My 3 Tribes experiment examines the link between personality and empathy that can influence the way we think about solving problems. It’s been rattling around in my mind for a while and UX Camp was an opportunity to test the theory. The slides I used together with the experiment results are available to download here UXCamp-3Tribes.
The experiment began by asking all participants to choose one of three questions they most identified with and take a red, green or blue sticky to remember their choice. Each question is based on a Myres Briggs personality test and selected to distinguish a participant’s empathy. As you will see from the slides the questions were never intended to provide an accurate determination of personality but would at least give some segregation. Next the participants were set a challenge of improving a well known end user experience problem, that of the ‘Unexpected item in the bagging area’. I asked everyone to think about their ideas individually at first so they would not be biased by others. The silence was deafening and after a long minute I let them group into their tribes to discuss ideas.

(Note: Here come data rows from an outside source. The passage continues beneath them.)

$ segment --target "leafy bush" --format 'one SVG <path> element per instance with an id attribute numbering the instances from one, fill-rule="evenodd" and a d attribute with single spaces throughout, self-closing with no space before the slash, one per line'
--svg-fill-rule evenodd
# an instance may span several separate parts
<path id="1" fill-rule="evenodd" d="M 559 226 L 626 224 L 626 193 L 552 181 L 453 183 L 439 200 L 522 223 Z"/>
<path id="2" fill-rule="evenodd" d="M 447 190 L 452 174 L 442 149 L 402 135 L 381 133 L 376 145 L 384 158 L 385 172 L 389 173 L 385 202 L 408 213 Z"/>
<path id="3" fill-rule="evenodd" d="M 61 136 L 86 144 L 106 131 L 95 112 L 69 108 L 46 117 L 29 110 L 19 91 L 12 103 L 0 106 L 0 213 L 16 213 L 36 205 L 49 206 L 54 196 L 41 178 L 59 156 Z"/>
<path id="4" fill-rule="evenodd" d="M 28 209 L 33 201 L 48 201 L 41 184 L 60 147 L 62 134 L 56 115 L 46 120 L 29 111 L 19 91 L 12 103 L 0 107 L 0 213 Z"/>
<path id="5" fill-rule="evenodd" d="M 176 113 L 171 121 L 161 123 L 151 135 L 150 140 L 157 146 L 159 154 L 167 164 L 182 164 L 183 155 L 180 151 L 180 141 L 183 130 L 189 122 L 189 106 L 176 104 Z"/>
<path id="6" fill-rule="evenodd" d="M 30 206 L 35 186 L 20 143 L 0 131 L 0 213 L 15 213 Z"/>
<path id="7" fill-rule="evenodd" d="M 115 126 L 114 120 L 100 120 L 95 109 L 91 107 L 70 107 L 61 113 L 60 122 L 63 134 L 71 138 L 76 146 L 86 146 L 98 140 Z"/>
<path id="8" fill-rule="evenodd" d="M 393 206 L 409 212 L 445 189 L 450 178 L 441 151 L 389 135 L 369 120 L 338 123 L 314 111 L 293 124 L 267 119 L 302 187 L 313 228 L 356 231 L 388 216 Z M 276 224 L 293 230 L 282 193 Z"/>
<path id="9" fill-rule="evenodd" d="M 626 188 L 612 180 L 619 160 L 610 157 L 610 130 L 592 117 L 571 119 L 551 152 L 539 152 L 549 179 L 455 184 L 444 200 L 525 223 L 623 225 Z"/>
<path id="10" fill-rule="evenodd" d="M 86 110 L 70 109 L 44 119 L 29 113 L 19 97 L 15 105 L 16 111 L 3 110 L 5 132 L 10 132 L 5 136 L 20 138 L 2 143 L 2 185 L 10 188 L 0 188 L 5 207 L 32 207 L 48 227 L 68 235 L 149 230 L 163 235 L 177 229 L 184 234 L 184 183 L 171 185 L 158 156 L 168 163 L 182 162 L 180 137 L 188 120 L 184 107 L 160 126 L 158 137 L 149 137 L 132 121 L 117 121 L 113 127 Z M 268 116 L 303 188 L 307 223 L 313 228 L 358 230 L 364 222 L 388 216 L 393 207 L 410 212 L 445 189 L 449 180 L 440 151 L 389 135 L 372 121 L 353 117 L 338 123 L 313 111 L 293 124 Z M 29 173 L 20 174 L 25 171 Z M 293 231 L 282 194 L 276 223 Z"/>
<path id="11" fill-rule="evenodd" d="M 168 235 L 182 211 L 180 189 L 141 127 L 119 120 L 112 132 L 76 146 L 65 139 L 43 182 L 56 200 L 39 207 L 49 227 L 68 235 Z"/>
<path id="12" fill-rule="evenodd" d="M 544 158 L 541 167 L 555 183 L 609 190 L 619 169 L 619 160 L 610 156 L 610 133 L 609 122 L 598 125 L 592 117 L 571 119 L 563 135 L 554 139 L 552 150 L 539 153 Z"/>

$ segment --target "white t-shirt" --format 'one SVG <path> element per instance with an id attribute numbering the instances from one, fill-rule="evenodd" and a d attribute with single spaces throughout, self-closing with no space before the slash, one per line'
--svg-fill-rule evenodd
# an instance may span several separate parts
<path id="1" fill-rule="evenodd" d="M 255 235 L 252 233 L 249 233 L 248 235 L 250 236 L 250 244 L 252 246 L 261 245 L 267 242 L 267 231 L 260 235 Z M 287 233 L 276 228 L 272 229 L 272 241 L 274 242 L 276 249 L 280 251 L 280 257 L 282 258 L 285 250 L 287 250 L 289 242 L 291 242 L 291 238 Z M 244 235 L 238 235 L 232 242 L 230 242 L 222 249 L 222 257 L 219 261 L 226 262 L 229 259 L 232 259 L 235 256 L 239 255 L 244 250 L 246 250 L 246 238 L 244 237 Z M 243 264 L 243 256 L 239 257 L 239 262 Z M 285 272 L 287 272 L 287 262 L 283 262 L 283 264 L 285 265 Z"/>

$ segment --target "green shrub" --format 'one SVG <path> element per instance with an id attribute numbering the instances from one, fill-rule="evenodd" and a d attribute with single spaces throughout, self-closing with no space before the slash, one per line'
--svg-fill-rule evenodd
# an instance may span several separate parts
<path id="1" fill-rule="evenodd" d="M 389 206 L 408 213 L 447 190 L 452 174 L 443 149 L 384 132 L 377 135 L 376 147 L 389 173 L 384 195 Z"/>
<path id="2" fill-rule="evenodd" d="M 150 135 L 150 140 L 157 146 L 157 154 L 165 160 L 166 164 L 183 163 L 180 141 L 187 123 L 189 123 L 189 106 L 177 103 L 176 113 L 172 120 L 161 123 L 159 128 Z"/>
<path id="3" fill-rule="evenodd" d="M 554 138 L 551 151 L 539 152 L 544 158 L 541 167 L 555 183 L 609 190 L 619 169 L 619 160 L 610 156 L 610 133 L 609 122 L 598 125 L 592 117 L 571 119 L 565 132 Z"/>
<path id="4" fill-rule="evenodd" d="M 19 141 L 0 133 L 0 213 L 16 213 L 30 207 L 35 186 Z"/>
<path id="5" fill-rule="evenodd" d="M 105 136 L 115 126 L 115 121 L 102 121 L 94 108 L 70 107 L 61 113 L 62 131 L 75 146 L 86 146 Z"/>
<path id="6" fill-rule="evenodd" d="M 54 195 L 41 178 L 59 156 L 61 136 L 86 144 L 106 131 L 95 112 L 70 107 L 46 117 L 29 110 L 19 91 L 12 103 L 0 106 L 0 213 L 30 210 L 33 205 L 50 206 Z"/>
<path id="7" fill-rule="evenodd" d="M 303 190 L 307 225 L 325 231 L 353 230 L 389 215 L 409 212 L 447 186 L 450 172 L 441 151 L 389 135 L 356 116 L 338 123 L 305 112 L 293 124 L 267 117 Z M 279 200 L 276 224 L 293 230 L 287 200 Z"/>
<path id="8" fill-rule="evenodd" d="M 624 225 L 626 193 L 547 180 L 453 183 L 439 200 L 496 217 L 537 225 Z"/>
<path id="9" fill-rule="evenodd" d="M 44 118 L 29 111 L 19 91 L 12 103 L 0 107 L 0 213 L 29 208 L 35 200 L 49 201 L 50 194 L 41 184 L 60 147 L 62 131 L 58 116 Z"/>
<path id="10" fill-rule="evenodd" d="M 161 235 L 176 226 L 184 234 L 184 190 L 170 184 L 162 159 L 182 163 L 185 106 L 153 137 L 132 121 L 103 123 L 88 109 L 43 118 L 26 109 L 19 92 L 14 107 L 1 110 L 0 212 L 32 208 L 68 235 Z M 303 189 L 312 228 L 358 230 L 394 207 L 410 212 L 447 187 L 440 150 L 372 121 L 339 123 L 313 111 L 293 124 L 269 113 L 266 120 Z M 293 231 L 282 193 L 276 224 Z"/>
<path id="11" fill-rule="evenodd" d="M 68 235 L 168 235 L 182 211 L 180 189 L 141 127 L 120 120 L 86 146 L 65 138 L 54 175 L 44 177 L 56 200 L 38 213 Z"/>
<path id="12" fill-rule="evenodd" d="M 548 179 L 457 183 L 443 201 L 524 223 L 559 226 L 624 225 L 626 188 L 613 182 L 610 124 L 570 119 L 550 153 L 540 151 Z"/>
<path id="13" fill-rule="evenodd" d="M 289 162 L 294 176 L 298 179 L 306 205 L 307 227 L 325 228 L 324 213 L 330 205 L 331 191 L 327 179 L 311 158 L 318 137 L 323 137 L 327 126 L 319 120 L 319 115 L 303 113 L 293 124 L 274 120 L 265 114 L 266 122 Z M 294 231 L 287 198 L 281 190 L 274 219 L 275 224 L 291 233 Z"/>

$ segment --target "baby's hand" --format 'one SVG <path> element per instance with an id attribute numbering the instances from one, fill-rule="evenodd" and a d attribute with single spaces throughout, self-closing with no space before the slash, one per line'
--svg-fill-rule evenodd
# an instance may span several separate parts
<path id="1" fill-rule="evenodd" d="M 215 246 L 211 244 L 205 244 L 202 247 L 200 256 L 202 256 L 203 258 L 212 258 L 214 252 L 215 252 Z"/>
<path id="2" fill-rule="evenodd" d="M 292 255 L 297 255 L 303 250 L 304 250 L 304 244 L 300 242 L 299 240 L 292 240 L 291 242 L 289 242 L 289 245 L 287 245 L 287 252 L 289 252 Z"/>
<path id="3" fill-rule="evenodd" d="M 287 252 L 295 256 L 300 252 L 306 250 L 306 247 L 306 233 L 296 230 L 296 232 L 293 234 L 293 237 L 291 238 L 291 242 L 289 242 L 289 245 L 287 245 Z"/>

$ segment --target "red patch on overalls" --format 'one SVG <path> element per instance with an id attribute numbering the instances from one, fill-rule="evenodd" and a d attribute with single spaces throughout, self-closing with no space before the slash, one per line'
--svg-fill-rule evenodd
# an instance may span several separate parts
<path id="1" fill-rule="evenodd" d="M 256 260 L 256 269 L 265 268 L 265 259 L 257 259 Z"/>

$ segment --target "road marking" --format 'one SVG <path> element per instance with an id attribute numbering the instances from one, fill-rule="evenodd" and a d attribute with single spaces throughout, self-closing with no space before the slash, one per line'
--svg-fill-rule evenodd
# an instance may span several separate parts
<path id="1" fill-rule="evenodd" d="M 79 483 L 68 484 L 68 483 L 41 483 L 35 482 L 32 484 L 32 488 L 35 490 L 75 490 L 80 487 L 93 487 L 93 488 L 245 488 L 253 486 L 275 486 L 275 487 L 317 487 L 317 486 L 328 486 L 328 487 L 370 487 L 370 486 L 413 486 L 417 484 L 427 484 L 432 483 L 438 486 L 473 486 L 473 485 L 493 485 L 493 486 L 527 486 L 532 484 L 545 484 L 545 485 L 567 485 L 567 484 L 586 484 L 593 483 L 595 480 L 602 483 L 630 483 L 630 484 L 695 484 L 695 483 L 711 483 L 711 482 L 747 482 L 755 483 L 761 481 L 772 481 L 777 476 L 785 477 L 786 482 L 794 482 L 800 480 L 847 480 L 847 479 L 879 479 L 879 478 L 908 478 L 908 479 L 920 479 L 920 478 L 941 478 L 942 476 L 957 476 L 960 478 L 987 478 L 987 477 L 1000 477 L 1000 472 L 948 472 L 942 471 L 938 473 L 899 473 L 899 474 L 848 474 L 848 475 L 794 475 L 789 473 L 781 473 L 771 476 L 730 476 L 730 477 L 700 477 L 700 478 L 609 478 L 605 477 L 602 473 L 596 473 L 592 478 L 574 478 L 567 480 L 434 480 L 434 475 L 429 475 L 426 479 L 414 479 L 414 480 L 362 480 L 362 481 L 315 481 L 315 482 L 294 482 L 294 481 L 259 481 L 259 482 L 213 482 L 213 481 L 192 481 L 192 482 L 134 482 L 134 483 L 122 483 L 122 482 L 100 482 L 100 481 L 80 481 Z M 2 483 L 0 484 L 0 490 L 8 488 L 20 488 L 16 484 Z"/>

Think around 20 attended and 15 participants returned results for the experiment. To my surprise, the results show a significant correlation between expected empathy and improvement approach taken for design and business process. All participants that chose a blue tribe sticky responded with a business needs empathy. And participants that chose a green tribe sticky responded with a design needs empathy with one also voting ‘half’ for user needs. Two thirds of participants that chose a red tribe sticky responded with a user needs empathy. Caveat – participants agreed their user empathy was biased by their past experience as customers. Each participant determined their empathy based on the examples I demonstrated after we’d discussed a few improvements from each tribe.
I’m sure psychologists would find many mistakes in my amateur experiment and point out bias was inevitable but I do find the results interesting and hope you do too.
UX Camp offered several speakers with similar themes including Leo Barnes and Mark McElhaw’s Mindstates which I’ll be finding out more about.